Exemplo desse fenômeno pode ser visto nas fazendas de Conventos e Lajeado, implantadas na sesmaria pertencente a José Ignácio Teixeira, hoje no território de Lajeado. Exploradas pelo seu proprietário até por volta da década de 1820, foram vendidas em 1855 para a empresa Claussen e Companhia, de propriedade de Christiano Hermann Claussen e de sua esposa Juliana Manoela Rodrigues Claussen. Esses novos proprietários venderam as terras para Antônio Fialho de Vargas, que as transformou em colônias.

Planta de medição judicial das Fazendas Santo Antônio e Beija-Flor.

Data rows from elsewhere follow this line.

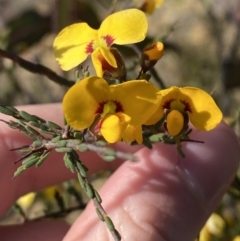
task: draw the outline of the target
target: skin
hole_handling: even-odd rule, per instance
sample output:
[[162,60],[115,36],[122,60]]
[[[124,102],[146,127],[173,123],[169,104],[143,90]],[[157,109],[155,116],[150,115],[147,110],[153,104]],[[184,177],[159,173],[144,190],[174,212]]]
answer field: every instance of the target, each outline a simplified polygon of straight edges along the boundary
[[[61,124],[61,106],[49,104],[18,109]],[[0,115],[0,119],[9,117]],[[64,167],[61,154],[53,153],[40,167],[25,171],[12,180],[19,158],[9,149],[29,140],[0,123],[0,215],[14,201],[28,192],[73,178]],[[156,144],[152,150],[117,144],[114,148],[133,152],[137,163],[102,161],[94,153],[83,153],[81,159],[91,173],[102,169],[116,170],[100,190],[102,205],[113,220],[122,240],[127,241],[193,241],[214,211],[237,171],[240,148],[237,137],[224,123],[214,130],[193,130],[191,138],[205,143],[183,144],[185,158],[176,146]],[[113,240],[92,202],[69,229],[62,221],[41,221],[20,226],[1,227],[2,241],[107,241]]]

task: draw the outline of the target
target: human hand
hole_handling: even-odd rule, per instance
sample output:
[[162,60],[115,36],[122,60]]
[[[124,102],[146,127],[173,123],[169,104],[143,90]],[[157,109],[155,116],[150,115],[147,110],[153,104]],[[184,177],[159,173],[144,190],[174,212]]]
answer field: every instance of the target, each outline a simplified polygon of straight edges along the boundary
[[[61,124],[59,104],[19,109]],[[0,115],[0,119],[6,120],[7,117]],[[191,138],[204,141],[204,144],[183,143],[185,158],[180,157],[176,146],[165,144],[156,144],[152,150],[142,146],[115,145],[119,150],[138,156],[137,163],[120,160],[107,163],[95,153],[81,154],[81,160],[92,173],[102,169],[116,170],[99,193],[122,240],[192,241],[197,236],[234,178],[240,148],[235,134],[224,123],[210,132],[194,130]],[[0,124],[0,215],[18,197],[74,177],[65,168],[61,155],[52,153],[40,168],[26,170],[12,180],[16,170],[12,162],[19,154],[9,149],[26,143],[29,141],[22,134]],[[68,229],[62,221],[30,222],[1,227],[0,239],[113,240],[98,219],[91,201]]]

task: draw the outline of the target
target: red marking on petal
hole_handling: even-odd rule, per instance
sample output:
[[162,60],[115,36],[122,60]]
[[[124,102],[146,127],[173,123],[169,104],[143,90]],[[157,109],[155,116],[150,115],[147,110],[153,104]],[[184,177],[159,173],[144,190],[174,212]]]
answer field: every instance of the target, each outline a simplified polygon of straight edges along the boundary
[[170,100],[167,100],[167,101],[165,101],[164,103],[163,103],[163,105],[162,105],[162,109],[164,110],[164,109],[170,109],[170,105],[171,105],[171,103],[174,101],[175,99],[170,99]]
[[108,72],[113,72],[115,70],[114,67],[112,67],[107,61],[106,59],[104,59],[104,57],[101,54],[98,54],[97,56],[98,60],[101,62],[102,64],[102,70],[103,72],[108,71]]
[[114,104],[116,105],[115,113],[117,113],[117,112],[124,112],[122,104],[119,101],[117,101],[117,100],[107,100],[107,101],[103,101],[103,102],[99,103],[98,108],[95,111],[95,114],[100,114],[101,115],[103,113],[104,105],[107,104],[107,102],[109,102],[109,101],[114,102]]
[[184,111],[192,112],[190,104],[188,102],[186,102],[185,100],[180,100],[180,102],[185,106]]
[[115,40],[111,35],[102,36],[102,38],[106,41],[108,47],[110,47]]
[[93,40],[86,46],[85,53],[91,54],[94,51],[93,49]]

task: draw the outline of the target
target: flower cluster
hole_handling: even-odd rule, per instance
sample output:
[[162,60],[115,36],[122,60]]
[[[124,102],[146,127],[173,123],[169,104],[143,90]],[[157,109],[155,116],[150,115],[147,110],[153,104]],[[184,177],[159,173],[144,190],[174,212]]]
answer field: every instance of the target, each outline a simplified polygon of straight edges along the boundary
[[104,139],[108,143],[141,144],[149,133],[163,131],[156,128],[157,123],[163,123],[168,136],[179,144],[181,138],[188,138],[189,122],[203,131],[219,124],[222,113],[205,91],[175,86],[160,90],[144,79],[163,56],[161,42],[143,49],[138,78],[127,80],[123,58],[111,46],[142,41],[147,26],[142,11],[129,9],[107,17],[98,30],[78,23],[63,29],[56,37],[55,56],[63,70],[76,67],[89,54],[96,70],[96,76],[79,80],[64,96],[63,111],[71,128],[90,132],[95,140]]

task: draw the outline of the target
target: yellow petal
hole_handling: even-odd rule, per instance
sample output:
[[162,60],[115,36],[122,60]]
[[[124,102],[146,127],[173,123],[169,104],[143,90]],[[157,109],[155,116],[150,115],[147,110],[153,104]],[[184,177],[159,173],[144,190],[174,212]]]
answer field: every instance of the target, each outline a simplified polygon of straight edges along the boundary
[[144,124],[158,109],[161,95],[158,89],[145,80],[132,80],[119,85],[111,85],[112,98],[120,102],[123,112],[131,116],[130,124]]
[[177,110],[172,110],[167,115],[166,121],[167,121],[168,133],[171,136],[177,136],[183,128],[183,124],[184,124],[183,115]]
[[63,70],[70,70],[82,63],[90,54],[91,42],[97,39],[97,30],[86,23],[64,28],[53,43],[54,55]]
[[104,79],[88,77],[72,86],[63,98],[63,113],[75,130],[88,128],[94,121],[99,104],[110,96]]
[[148,22],[138,9],[127,9],[108,16],[98,30],[98,38],[108,37],[109,44],[137,43],[146,37]]
[[209,131],[221,122],[222,112],[207,92],[194,87],[179,90],[181,98],[190,105],[189,119],[197,129]]
[[123,113],[107,115],[103,118],[100,128],[102,136],[109,143],[120,141],[130,119],[129,116]]
[[92,62],[97,76],[102,77],[105,70],[117,68],[117,63],[114,55],[110,52],[110,49],[104,49],[98,47],[92,53]]
[[117,68],[117,62],[114,57],[114,55],[111,53],[110,48],[105,49],[105,48],[99,48],[103,58],[108,62],[109,65],[111,65],[114,68]]

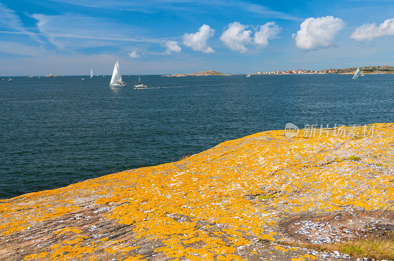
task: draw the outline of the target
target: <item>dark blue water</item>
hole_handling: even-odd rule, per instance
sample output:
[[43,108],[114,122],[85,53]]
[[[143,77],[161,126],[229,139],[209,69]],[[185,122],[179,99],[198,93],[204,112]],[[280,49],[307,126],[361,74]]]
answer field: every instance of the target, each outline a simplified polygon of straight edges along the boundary
[[154,88],[142,90],[81,78],[0,81],[0,198],[178,160],[288,122],[394,121],[391,75],[150,76]]

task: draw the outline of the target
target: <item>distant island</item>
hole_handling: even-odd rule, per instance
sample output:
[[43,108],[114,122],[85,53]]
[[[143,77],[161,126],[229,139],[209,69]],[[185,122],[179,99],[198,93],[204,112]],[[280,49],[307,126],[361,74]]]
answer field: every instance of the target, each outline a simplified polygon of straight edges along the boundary
[[208,76],[209,75],[232,75],[232,74],[226,74],[223,73],[220,73],[216,71],[204,71],[203,72],[199,72],[197,73],[189,73],[188,74],[172,74],[171,75],[161,75],[161,76],[166,77],[184,77],[185,76]]

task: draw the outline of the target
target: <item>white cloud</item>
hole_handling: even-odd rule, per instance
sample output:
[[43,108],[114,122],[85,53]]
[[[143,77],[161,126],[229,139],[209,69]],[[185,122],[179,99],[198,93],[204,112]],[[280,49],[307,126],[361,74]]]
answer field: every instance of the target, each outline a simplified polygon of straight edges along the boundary
[[384,35],[394,35],[394,18],[385,20],[379,27],[375,23],[363,25],[358,28],[350,38],[356,41],[363,41]]
[[293,34],[297,47],[304,50],[329,48],[335,45],[338,32],[345,23],[340,18],[332,16],[305,19],[296,34]]
[[234,22],[229,24],[228,28],[220,36],[220,40],[232,51],[246,53],[248,49],[246,45],[251,43],[250,34],[252,31],[246,30],[246,26]]
[[41,44],[44,42],[35,33],[32,33],[25,28],[21,18],[15,14],[15,11],[11,10],[0,2],[0,27],[3,27],[9,30],[18,31],[29,35],[34,41]]
[[209,26],[202,25],[199,28],[198,31],[193,33],[185,33],[182,37],[183,44],[195,51],[199,51],[203,53],[209,53],[215,52],[207,45],[207,40],[212,37],[215,33],[215,30]]
[[141,57],[141,56],[137,53],[136,51],[133,51],[131,53],[129,53],[129,56],[133,58]]
[[267,23],[257,28],[258,30],[255,33],[254,41],[255,44],[263,47],[266,47],[268,40],[274,38],[282,29],[274,22]]
[[167,54],[180,53],[182,51],[179,44],[176,41],[166,41],[164,42],[163,45],[165,48],[165,53]]

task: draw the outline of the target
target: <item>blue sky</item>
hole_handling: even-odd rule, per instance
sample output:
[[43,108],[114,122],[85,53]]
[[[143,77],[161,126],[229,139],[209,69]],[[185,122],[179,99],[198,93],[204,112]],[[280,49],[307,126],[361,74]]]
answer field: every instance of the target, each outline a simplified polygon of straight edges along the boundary
[[393,65],[393,35],[388,0],[0,0],[0,75]]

Abril de 1861.
Fonte: Arquivo Histórico do Rio Grande do Sul.
Referências
EIFLER, Ellen V. Bom Retiro do Sul: sua história, sua vida. Porto Alegre: Feplam, 1992.
GREGORY, Júlia L. Terra, fortuna e família: a atuação de Antônio Fialho de Vargas no mercado da terra (segunda metade do século XIX). 2019. Dissertação (Mestrado em História) – Universidade do Vale do Rio dos Sinos, São Leopoldo, 2019.
LOPES, Sérgio N. Impactos sociais e ambientais produzidos pelo ciclo das fazendas no percurso do Rio Taquari/Rio Grande do Sul (1770-1850): uma abordagem arqueológica. 2021. Tese (Doutorado em Ciências: Ambiente e Desenvolvimento) – Universidade do Vale do Taquari, Lajeado, 2021.
OSÓRIO, Helen. A organização territorial em um espaço de fronteira com o império espanhol e seu vocabulário. Notas de Pesquisa. Claves – Revista de História, v. 1, n. 1, 2015.
VEDOY, Moisés I. B. Sesmarias, fazendas, desenvolvimento e desdobramentos socioambientais em territórios da Bacia Hidrográfica do Rio Taquari de meados do século XVIII a meados do século XIX. 2018. Dissertação (Mestrado em Ciências: Ambiente e Desenvolvimento) – Universidade do Vale do Taquari, Lajeado, 2018.